Alexandra Greenwald, Ph.D.
Curator of Ethnography
Background
Alexandra Greenwald is an Assistant Professor of Anthropology in the Department of Anthropology and a Curator of Ethnography at the Natural History Museum of Utah at the University of Utah. Dr. Greenwald earned her B.A. at Mills College and her M.A. and Ph.D. at University of California, Davis. She held a post-doctoral fellowship at the Center for Evolution and Medicine and the School for Human Evolution and Social Change at Arizona State University prior to arriving at the University of Utah in 2019.

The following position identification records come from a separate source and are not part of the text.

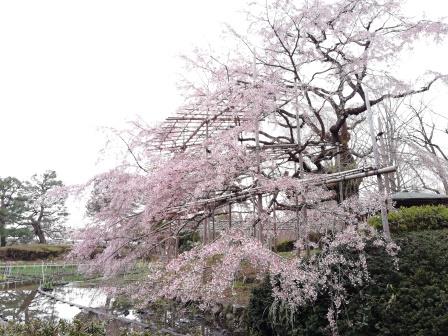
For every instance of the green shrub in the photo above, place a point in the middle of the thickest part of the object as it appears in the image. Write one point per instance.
(32, 252)
(61, 328)
(411, 300)
(285, 246)
(416, 218)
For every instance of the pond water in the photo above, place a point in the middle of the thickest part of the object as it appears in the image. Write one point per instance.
(25, 303)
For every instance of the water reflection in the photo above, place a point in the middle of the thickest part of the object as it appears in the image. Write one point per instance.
(26, 303)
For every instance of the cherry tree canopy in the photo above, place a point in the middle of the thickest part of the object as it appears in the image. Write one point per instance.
(258, 134)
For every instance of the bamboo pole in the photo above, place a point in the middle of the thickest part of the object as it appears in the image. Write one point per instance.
(384, 219)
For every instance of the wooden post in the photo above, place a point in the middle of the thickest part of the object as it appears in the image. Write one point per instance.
(384, 219)
(230, 215)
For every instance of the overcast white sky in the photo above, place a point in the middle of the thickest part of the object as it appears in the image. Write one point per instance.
(68, 68)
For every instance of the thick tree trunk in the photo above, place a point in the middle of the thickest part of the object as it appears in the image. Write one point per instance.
(39, 233)
(2, 234)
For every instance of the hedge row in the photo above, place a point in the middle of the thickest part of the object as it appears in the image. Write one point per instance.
(415, 218)
(62, 328)
(33, 252)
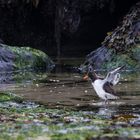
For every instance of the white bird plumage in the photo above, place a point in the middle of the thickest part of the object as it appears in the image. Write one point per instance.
(103, 87)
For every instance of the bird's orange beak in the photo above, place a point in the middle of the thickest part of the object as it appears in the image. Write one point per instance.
(85, 77)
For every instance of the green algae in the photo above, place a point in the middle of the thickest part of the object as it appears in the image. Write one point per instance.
(29, 120)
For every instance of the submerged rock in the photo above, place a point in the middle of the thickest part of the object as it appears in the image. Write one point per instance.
(19, 58)
(120, 47)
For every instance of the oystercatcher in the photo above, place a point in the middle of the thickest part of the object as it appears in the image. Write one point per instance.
(104, 86)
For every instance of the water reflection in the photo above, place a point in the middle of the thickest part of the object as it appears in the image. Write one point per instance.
(69, 89)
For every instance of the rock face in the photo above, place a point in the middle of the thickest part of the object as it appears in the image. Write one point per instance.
(120, 47)
(19, 58)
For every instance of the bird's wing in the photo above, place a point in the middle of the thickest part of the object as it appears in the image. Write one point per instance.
(108, 88)
(113, 76)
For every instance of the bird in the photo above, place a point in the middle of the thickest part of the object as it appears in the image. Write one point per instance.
(104, 86)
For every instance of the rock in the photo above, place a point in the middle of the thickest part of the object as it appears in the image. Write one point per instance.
(19, 58)
(120, 47)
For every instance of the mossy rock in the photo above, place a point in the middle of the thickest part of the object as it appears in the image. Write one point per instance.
(25, 58)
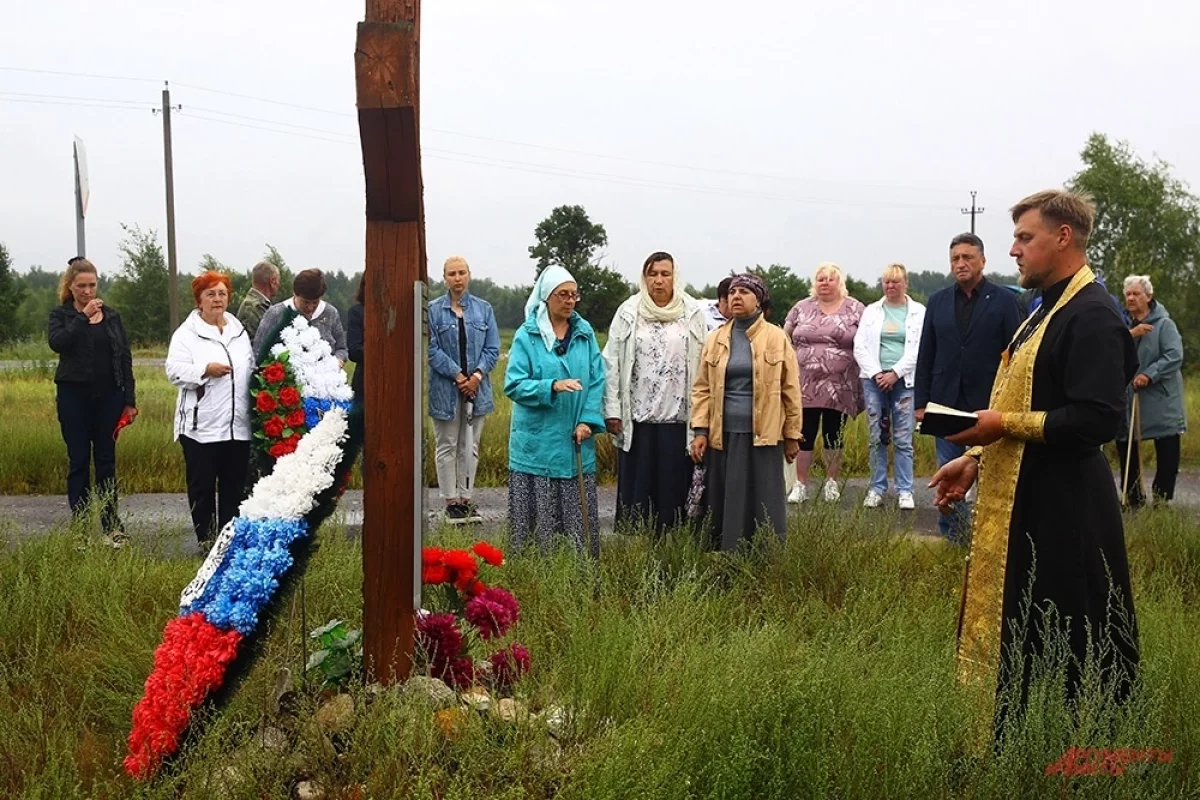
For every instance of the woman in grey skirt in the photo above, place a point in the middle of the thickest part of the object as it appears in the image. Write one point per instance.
(747, 417)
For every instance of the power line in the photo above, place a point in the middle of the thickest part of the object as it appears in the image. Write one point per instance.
(264, 100)
(457, 156)
(501, 140)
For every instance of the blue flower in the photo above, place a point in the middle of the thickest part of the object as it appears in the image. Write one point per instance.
(316, 407)
(249, 576)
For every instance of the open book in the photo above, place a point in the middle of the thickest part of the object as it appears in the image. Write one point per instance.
(945, 421)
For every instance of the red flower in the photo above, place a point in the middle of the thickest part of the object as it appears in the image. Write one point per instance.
(275, 373)
(190, 663)
(264, 402)
(492, 612)
(492, 555)
(274, 427)
(460, 561)
(509, 665)
(289, 397)
(435, 575)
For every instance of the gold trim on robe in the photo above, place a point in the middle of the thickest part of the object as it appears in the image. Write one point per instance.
(1027, 426)
(982, 608)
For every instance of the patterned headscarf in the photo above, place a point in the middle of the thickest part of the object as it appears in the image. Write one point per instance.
(754, 283)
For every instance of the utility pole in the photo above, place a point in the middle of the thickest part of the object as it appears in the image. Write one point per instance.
(169, 169)
(972, 211)
(387, 64)
(82, 194)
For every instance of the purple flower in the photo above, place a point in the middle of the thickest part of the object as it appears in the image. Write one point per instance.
(439, 639)
(492, 612)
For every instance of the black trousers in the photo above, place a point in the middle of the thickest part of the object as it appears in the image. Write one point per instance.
(654, 476)
(216, 482)
(1167, 452)
(88, 415)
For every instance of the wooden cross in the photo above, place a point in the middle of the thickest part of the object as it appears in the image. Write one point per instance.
(387, 61)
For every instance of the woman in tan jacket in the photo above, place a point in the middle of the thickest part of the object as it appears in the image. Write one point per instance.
(747, 417)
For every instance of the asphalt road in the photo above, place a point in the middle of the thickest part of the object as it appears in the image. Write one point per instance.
(163, 517)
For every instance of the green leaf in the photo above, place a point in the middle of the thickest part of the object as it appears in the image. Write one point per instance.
(325, 629)
(317, 659)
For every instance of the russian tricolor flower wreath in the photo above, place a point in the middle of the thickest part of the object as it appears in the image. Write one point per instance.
(306, 439)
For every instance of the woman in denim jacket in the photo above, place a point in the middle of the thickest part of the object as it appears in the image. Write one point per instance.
(465, 346)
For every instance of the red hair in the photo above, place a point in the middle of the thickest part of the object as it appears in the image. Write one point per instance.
(205, 281)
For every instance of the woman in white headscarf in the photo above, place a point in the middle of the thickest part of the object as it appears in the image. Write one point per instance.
(556, 382)
(652, 359)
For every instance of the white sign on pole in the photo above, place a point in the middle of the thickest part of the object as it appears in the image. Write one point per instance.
(82, 176)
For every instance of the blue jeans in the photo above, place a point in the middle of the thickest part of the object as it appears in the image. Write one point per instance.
(889, 415)
(953, 525)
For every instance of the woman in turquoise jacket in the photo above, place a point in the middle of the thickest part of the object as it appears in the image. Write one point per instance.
(556, 382)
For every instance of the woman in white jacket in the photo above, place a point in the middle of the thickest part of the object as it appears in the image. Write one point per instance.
(886, 350)
(211, 360)
(651, 362)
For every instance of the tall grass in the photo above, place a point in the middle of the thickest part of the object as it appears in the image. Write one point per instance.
(33, 459)
(819, 668)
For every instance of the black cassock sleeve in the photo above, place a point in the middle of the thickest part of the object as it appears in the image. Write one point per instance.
(1096, 359)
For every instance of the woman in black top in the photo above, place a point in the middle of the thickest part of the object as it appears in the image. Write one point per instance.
(95, 390)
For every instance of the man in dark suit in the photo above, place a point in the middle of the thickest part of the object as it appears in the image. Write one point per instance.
(967, 326)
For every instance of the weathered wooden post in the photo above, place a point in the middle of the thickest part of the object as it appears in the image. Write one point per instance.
(387, 62)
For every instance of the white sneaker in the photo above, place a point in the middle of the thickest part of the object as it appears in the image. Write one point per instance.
(798, 494)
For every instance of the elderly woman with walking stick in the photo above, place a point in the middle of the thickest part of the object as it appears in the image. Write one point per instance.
(747, 417)
(556, 380)
(1156, 402)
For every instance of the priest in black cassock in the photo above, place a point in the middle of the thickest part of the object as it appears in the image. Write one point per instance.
(1048, 519)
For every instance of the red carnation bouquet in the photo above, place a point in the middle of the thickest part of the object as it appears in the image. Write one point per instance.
(280, 419)
(479, 617)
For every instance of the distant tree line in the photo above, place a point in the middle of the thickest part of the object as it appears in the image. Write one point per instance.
(1149, 222)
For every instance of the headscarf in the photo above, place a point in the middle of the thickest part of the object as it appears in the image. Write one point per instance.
(676, 308)
(754, 283)
(535, 306)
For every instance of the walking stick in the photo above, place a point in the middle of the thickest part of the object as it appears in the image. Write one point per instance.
(1134, 429)
(583, 498)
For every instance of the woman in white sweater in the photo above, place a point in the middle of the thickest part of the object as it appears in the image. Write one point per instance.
(886, 350)
(210, 361)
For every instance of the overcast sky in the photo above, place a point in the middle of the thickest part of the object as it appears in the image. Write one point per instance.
(726, 133)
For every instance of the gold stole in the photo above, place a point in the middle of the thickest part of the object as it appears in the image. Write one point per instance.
(981, 619)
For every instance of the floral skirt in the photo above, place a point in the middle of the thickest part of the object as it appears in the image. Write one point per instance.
(546, 511)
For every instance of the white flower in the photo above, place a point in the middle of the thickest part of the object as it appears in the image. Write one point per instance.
(291, 489)
(312, 360)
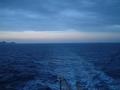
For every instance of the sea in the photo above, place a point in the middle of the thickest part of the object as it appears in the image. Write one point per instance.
(82, 66)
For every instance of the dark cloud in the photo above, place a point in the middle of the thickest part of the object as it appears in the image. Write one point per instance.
(84, 15)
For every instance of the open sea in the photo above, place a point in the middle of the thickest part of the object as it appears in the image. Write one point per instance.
(85, 66)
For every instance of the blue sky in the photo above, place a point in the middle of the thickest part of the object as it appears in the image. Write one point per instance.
(99, 19)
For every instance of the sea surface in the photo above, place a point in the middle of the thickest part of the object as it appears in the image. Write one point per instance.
(89, 66)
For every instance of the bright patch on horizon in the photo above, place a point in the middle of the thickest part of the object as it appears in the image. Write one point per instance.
(58, 36)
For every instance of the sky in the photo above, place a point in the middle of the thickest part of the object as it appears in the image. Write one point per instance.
(46, 21)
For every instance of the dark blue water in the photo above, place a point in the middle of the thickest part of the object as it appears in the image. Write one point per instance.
(38, 66)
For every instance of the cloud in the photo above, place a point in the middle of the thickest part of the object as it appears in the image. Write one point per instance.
(59, 36)
(37, 15)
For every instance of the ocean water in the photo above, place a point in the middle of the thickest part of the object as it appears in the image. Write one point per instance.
(94, 66)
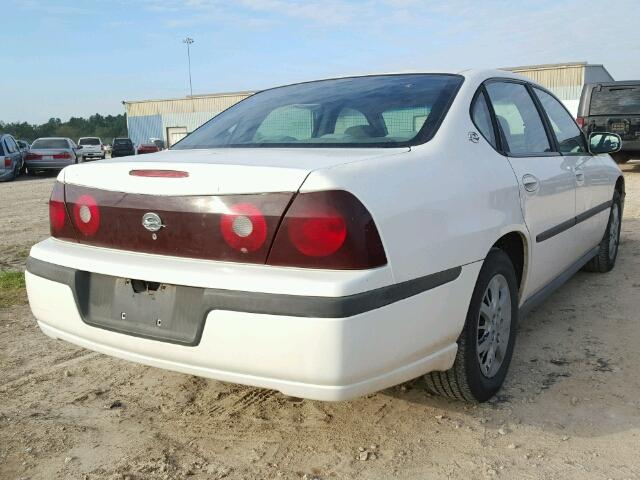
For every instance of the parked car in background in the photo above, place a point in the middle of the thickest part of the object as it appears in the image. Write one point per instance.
(147, 148)
(92, 148)
(52, 153)
(158, 142)
(613, 107)
(24, 147)
(337, 237)
(122, 147)
(11, 159)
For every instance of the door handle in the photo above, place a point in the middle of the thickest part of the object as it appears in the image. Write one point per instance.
(531, 183)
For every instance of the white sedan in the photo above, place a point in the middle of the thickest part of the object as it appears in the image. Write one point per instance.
(333, 238)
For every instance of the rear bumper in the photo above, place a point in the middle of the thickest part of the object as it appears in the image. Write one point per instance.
(6, 174)
(325, 348)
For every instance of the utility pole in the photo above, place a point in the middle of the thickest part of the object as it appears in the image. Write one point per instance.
(189, 41)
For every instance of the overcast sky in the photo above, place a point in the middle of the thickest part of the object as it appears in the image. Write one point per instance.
(70, 58)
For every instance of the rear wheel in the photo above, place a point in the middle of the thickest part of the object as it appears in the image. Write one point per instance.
(486, 343)
(605, 260)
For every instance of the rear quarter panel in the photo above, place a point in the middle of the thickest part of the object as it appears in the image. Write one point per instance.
(440, 205)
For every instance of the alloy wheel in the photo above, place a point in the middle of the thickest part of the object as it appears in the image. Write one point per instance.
(494, 326)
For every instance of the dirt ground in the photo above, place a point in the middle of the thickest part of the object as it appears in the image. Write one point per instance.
(570, 408)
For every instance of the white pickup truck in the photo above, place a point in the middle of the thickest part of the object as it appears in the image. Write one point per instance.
(92, 148)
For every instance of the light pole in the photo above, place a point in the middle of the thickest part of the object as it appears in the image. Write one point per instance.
(189, 41)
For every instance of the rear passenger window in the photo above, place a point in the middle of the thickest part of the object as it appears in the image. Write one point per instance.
(287, 124)
(348, 118)
(482, 119)
(570, 139)
(405, 123)
(521, 127)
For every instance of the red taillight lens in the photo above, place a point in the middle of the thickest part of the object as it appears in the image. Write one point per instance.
(327, 230)
(57, 210)
(322, 233)
(244, 228)
(86, 215)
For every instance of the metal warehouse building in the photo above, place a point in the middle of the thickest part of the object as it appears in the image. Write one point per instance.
(172, 119)
(565, 80)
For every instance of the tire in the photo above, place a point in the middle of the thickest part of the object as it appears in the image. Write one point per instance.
(473, 377)
(605, 260)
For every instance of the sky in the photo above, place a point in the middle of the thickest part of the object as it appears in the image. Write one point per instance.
(67, 58)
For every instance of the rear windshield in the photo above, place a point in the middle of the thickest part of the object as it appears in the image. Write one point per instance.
(615, 101)
(385, 110)
(50, 143)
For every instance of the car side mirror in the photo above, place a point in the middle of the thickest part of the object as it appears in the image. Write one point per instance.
(603, 142)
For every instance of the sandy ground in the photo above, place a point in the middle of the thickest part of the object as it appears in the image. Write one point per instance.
(570, 408)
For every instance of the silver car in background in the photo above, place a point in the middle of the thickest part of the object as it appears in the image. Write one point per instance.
(53, 153)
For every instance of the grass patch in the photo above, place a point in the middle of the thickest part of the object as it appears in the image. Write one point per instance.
(12, 289)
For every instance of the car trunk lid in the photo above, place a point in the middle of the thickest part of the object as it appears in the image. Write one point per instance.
(215, 172)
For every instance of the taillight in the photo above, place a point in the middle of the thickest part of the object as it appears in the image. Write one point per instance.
(58, 213)
(329, 229)
(86, 215)
(244, 227)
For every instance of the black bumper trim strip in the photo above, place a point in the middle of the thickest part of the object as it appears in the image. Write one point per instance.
(265, 303)
(553, 231)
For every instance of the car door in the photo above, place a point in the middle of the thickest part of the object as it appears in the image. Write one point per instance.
(546, 180)
(593, 185)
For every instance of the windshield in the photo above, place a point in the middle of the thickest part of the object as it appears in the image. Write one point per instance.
(616, 101)
(386, 110)
(50, 143)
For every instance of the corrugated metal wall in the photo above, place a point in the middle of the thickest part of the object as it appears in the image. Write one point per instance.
(205, 103)
(141, 129)
(565, 81)
(150, 118)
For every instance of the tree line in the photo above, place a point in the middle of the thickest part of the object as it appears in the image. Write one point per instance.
(106, 127)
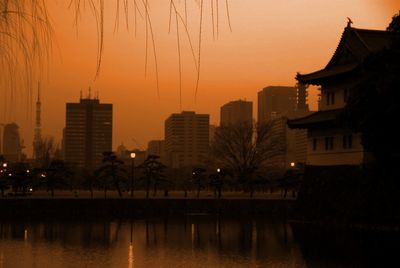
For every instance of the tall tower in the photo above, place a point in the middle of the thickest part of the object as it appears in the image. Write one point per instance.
(37, 140)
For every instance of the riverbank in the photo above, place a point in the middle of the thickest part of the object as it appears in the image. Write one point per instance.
(81, 208)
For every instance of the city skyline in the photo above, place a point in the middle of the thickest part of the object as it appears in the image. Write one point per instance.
(137, 95)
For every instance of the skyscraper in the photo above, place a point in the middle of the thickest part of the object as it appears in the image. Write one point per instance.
(186, 139)
(88, 132)
(275, 101)
(157, 147)
(12, 147)
(37, 139)
(236, 112)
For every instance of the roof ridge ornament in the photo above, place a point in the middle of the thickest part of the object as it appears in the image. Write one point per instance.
(349, 22)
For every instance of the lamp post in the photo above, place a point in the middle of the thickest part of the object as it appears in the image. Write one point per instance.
(133, 155)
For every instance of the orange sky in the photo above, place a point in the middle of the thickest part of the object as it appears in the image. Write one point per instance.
(270, 42)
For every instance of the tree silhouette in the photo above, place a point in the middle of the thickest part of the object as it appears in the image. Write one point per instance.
(199, 177)
(394, 25)
(243, 149)
(372, 108)
(153, 173)
(21, 177)
(56, 175)
(111, 173)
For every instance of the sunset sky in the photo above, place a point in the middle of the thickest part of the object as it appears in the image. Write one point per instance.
(270, 41)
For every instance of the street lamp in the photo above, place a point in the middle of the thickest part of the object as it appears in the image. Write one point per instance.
(133, 155)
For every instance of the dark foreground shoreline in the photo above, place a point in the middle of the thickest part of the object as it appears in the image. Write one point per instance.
(69, 208)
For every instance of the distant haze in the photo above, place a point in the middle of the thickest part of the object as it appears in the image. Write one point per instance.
(270, 42)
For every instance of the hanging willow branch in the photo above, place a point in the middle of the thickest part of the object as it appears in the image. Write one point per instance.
(177, 10)
(25, 47)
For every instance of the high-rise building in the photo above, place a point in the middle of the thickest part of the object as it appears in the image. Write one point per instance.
(275, 101)
(236, 112)
(186, 139)
(157, 147)
(12, 147)
(88, 132)
(37, 139)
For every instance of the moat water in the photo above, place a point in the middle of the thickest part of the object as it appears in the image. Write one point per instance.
(191, 241)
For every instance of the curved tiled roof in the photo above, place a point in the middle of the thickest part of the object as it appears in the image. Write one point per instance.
(354, 46)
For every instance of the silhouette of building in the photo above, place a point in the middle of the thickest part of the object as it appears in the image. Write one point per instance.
(212, 129)
(236, 112)
(275, 101)
(276, 104)
(124, 155)
(12, 146)
(186, 139)
(88, 132)
(329, 141)
(37, 139)
(157, 147)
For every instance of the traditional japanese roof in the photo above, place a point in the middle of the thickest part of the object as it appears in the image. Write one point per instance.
(319, 118)
(354, 46)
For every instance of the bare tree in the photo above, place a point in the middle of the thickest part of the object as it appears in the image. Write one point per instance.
(243, 149)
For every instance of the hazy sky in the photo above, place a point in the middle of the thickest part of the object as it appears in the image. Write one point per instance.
(270, 41)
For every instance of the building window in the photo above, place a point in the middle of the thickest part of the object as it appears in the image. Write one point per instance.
(328, 143)
(330, 98)
(347, 142)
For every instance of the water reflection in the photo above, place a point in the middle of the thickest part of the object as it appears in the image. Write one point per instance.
(196, 241)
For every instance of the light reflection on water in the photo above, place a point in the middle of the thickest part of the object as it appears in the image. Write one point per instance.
(174, 242)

Dr. Greenwald’s expertise is in North American prehistoric archaeology and ethnography, behavioral ecology, biological anthropology, and bioarchaeology. Research conducted in Greenwald’s Archaeometric and Ethno-Experimental Lab (AELab) seeks to reconstruct prehistoric lifeways and understand the cultural continuity between ancient people and their historic and contemporary descendants using ethnography, archaeological data, collections-based research, and experimental methods. Projects include cross-cultural isotopic reconstruction of breastfeeding behavior and early childhood diets in collaboration with descendant communities, archaeological investigations into the Pleistocene-Holocene transition in California and the Colorado Plateau, energetics and behavioral ecology of Indigenous cradle technology, the biomechanics of ancient footwear, and collections-based ethnographic work with tribal communities across the Great Basin, Colorado Plateau, and Southwest.